Your comments on the retry logic gave me a hint at what was going on. Consider the following example:

package main

import (
    "context"
    "fmt"
    "log"

    "cloud.google.com/go/spanner"
    "google.golang.org/api/option"
    "google.golang.org/grpc"
    "google.golang.org/grpc/credentials/insecure"
    "google.golang.org/grpc/status"
)

func main() {
    dbURI := fmt.Sprintf("projects/%s/instances/%s/databases/%s", "local-dev", "local-test", "db")

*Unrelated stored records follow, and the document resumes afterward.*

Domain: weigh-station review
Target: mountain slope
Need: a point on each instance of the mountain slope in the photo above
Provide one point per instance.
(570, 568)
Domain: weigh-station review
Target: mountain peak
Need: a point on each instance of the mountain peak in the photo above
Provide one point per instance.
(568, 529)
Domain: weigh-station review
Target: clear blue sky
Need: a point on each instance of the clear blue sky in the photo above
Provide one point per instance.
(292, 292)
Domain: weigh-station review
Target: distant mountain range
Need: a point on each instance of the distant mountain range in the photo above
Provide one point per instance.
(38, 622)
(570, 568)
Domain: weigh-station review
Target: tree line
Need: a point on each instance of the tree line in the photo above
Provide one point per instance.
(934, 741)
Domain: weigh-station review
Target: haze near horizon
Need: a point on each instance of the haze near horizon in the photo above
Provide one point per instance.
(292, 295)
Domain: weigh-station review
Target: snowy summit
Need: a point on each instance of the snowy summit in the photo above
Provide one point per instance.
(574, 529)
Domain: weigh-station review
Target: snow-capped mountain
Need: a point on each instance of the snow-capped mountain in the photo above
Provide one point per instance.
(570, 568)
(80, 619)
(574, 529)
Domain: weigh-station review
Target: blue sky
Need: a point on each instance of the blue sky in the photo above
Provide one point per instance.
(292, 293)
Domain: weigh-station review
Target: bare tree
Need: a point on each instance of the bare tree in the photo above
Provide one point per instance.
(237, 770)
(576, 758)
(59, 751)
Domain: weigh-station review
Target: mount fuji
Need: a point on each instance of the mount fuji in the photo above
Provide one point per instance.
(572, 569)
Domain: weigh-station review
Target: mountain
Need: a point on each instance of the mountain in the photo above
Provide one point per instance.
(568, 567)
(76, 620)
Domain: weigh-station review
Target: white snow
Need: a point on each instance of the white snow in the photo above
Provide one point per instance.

    opts := []option.ClientOption{
        option.WithEndpoint("localhost:9010"),
        option.WithGRPCDialOption(grpc.WithTransportCredentials(insecure.NewCredentials())), // Only used in a local development context
        option.WithoutAuthentication(),
    }

    client, err := spanner.NewClient(context.Background(), dbURI, opts...)
    if err != nil {
        log.Fatal(err)
    }

    ctx := context.Background()

    _, err = client.ReadWriteTransaction(ctx, func(ctx context.Context, transaction *spanner.ReadWriteTransaction) error {
        statement := spanner.Statement{
            SQL:    "insert foo into bar", // CONTAINS INVALID SQL, development error
            Params: map[string]interface{}{},
        }

        _, txErr := transaction.Update(ctx, statement)
        if txErr != nil {
            return convertToStatusError(txErr)
        }

        return nil
    })

    if err != nil {
        log.Fatal(convertToStatusError(err))
    }

    log.Printf("DONE")
}

func convertToStatusError(err error) error {
    if err == nil {
        return nil
    }

    return status.Error(spanner.ErrCode(err), spanner.ErrDesc(err))
}
2024/01/09 14:15:20 rpc error: code = Internal desc = rpc error: code = Internal desc = failed inline begin transaction
exit status 1

Specifically, this case is slightly modifying the error within the Transaction function by returning the error wrapped in a grpc error. When run against v.15.4 this will exhibit the same behavior we are seeing where the underlying error message is completely masked. I'm guessing any modification to the error returned by Update is causing some issue in the client where it cant be unwrapped correct, I'm not sure the exact mechanism here.

However, interestingly if we just return the error and then call convertToStatusError outside of the transaction, we get the full details:

package main

import (
    "context"
    "fmt"
    "log"

    "cloud.google.com/go/spanner"
    "google.golang.org/api/option"
    "google.golang.org/grpc"
    "google.golang.org/grpc/credentials/insecure"
    "google.golang.org/grpc/status"
)

func main() {
    dbURI := fmt.Sprintf("projects/%s/instances/%s/databases/%s", "local-dev", "local-test", "db")

    opts := []option.ClientOption{
        option.WithEndpoint("localhost:9010"),
        option.WithGRPCDialOption(grpc.WithTransportCredentials(insecure.NewCredentials())), // Only used in a local development context
        option.WithoutAuthentication(),
    }

    client, err := spanner.NewClient(context.Background(), dbURI, opts...)
    if err != nil {
        log.Fatal(err)
    }

    ctx := context.Background()

    _, err = client.ReadWriteTransaction(ctx, func(ctx context.Context, transaction *spanner.ReadWriteTransaction) error {
        statement := spanner.Statement{
            SQL:    "insert foo into bar", // CONTAINS INVALID SQL, development error
            Params: map[string]interface{}{},
        }

        _, txErr := transaction.Update(ctx, statement)
        if txErr != nil {
            return txErr
        }

        return nil
    })

    if err != nil {
        log.Fatal(convertToStatusError(err))
    }

    log.Printf("DONE")
}

func convertToStatusError(err error) error {
    if err == nil {
        return nil
    }

    return status.Error(spanner.ErrCode(err), spanner.ErrDesc(err))
}
2024/01/09 14:15:07 rpc error: code = InvalidArgument desc = Syntax error: Unexpected INSERT target name [at 1:12]
insert foo into bar
           ^
exit status 1

It is interesting to me that wrapping the error in this way either loses the details or makes it so they aren't carried forward but either way I think I can make a modification on our side to work around this.

rahul2393 commented 9 months ago

Closing this since its working as intended.